My tanks aren’t insulated but we just take the lid off and have a look but you don’t need to really as it will switch off when the tanks full .
That's handy. Mine won't and I have been late to switch off on a couple of occasions when my mind wandered to something else. ☺️

 
Not at all. It's a flat tank so only stands about 2 feet high, give or take. The six inch filler cap is by the side door so I can easily see in. I have a short lanyard tied about a foot from the end of the filling hose which I hook on inside the van to hold the hose while it's filling. Meanwhile I can be checking the tds and plugging in the immersion. Making sure that the water is above the element before I switch on. Ten or fifteen minutes and the van is filled and heating ready for the next day. Unless we have any minor repairs to do.
It also crossed my mind if your tank is fully wrapped, how do you know the water level throughout the day, more so towards the end of day so you can monitor the level, I was thinking a small strip/gap from the top to the bottom of the tank would be suitable and wouldn't cause a great deal of heat loss.

 
I'd wait for the hot water boys, @Pjj @dazmond to say what they run at as they use it all the time for maintenance cleans, something I don't do.
We use hot all year round with the thermopure ones we turn the boiler off if the tank water is 60-80 degrees and just use the hot  tank water especially in summer , in winter it takes longer to get to that temperature. With the Grippatank one I turn the heat exchangers down in the summer or turn it off when tank water is 60-80 degrees.

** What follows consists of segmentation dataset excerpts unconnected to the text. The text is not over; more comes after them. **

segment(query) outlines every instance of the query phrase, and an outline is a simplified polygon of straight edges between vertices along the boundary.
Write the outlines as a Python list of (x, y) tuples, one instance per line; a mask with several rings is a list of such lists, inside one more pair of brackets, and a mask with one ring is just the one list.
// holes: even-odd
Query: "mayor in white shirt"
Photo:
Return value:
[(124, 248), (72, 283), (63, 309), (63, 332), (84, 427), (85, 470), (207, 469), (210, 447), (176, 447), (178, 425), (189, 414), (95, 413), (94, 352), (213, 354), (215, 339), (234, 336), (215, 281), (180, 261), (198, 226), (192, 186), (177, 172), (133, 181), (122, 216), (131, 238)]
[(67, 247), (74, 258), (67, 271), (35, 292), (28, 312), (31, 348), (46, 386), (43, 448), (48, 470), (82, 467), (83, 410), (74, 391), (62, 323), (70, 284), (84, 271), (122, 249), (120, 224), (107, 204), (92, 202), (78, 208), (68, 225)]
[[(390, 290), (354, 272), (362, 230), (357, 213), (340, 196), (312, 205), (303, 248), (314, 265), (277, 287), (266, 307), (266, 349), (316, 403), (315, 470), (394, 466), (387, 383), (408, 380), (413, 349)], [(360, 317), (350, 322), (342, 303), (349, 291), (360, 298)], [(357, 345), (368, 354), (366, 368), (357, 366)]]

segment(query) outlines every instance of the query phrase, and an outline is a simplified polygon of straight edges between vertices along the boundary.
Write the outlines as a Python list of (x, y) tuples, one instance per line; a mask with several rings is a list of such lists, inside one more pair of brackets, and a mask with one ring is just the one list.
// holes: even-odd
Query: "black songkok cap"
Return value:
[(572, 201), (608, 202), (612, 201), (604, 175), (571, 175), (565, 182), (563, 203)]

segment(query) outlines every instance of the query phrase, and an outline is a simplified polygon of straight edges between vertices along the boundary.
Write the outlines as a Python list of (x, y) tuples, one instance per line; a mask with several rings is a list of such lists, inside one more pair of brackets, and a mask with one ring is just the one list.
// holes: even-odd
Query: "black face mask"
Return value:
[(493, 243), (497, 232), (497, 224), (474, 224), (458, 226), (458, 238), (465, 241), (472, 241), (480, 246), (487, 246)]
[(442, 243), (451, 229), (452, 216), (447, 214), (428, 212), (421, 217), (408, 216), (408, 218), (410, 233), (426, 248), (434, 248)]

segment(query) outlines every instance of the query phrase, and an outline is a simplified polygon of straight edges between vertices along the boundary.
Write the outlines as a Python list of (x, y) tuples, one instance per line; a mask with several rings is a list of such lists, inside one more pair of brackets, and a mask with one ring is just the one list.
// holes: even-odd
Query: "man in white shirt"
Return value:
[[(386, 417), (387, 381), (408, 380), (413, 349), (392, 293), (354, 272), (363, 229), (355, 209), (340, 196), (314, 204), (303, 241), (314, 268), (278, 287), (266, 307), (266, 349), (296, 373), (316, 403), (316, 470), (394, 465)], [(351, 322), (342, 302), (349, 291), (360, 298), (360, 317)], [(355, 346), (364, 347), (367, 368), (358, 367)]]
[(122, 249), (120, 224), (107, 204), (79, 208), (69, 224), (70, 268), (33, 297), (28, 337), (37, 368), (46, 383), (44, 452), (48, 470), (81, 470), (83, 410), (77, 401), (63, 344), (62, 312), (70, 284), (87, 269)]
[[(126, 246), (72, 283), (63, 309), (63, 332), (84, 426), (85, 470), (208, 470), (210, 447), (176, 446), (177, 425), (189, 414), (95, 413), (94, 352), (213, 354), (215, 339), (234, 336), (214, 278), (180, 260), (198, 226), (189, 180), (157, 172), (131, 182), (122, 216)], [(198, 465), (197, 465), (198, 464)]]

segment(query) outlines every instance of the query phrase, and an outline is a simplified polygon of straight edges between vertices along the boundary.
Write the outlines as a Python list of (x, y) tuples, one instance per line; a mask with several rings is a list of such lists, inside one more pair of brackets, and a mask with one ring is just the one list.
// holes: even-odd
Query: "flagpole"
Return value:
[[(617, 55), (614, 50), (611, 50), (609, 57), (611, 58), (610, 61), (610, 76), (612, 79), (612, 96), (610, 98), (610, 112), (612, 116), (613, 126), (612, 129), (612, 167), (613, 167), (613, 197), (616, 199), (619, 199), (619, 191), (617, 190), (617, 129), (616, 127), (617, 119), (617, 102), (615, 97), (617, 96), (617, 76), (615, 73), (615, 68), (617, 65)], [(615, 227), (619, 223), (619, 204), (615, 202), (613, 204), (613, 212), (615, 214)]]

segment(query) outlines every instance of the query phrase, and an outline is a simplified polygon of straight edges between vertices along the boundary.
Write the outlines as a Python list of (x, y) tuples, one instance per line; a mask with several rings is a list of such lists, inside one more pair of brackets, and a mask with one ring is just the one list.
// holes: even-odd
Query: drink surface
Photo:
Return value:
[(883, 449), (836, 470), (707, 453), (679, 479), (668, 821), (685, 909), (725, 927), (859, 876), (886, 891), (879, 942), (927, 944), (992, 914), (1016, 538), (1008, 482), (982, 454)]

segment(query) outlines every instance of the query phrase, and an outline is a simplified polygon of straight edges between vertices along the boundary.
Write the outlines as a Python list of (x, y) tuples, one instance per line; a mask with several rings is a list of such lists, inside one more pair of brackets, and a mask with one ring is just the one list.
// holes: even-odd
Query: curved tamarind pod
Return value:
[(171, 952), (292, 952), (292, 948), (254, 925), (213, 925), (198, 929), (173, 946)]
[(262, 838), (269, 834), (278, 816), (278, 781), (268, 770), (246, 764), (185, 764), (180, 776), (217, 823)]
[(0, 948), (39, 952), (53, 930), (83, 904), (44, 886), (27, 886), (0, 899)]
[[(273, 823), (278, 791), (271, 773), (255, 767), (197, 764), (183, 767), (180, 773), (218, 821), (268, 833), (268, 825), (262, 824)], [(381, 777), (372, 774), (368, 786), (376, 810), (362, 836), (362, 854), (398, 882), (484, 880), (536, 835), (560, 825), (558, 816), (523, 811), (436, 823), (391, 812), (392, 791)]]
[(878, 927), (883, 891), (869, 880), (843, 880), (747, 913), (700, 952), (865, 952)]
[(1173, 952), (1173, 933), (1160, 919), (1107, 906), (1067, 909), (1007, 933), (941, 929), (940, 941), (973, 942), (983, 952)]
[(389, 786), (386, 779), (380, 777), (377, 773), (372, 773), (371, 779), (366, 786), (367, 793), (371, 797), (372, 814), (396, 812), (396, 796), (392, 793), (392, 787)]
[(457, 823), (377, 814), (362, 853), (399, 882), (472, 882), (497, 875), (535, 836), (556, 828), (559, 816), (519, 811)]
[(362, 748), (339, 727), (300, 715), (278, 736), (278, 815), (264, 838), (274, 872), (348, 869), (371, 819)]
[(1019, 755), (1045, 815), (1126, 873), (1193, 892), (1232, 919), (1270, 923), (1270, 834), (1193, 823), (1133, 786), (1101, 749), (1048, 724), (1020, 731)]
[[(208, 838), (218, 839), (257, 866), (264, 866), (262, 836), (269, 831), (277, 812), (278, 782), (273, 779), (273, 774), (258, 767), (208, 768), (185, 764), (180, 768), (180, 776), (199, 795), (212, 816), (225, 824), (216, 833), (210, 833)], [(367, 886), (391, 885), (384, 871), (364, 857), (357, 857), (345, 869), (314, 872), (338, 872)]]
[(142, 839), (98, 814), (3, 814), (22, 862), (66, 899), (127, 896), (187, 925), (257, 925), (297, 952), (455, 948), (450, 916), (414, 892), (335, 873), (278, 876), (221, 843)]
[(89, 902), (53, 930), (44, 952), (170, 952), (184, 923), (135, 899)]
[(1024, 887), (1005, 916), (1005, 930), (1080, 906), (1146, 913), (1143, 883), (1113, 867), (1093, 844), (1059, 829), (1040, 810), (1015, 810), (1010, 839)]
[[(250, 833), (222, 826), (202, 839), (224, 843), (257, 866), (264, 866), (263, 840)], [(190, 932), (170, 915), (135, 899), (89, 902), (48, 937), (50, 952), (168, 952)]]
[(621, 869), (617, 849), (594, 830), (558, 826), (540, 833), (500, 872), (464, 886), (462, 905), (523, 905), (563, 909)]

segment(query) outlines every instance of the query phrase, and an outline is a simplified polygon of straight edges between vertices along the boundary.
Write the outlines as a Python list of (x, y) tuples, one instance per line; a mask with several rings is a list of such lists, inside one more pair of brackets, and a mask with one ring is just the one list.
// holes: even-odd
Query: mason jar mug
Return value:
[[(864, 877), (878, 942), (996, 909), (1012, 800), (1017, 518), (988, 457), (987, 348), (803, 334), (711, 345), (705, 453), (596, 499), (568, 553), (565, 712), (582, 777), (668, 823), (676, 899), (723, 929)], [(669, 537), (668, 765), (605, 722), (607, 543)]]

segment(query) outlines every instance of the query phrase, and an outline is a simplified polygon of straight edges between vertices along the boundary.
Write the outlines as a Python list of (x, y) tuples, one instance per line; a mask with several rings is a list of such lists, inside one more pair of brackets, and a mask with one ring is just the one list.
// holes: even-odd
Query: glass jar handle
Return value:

As for optimum temperature on the glass anything over 60 degrees at the brush makes cleaning time much quicker , this however isn’t an exact science as the water will be a lot cooler if you have 130 meters of hose out in the ground , if using 20-30 meters it will obviously be a lot hotter, when you are used to it you get a feel for 60+ degrees water as bird muck , snail trails come off so much quicker , I rarely check the temperature to be honest but know when I  cannot hold the hose I know it’s over 70 degrees, when doing commercial building cleaning the hotter the water the better same with plastics . 

 
We generally have a good idea of what we can do with a tank full. If we think we might run out we'll do some on the way to the furthest jobs and work back so if we do run out we can pick them off the next day without travelling too far for what might be just one job. If we want to check we just open the filler cap for a moment. I have thought about putting a transparent tube on the side with a floating bead in it as a gauge (a bit similar to heating oil tanks) but we're so used to it now that we very rarely get caught out. If we have a day that's really busy with big houses quite a way out we sometimes take two or three 25 litre cans with us. Each can full being worth at least £15~£20 of work.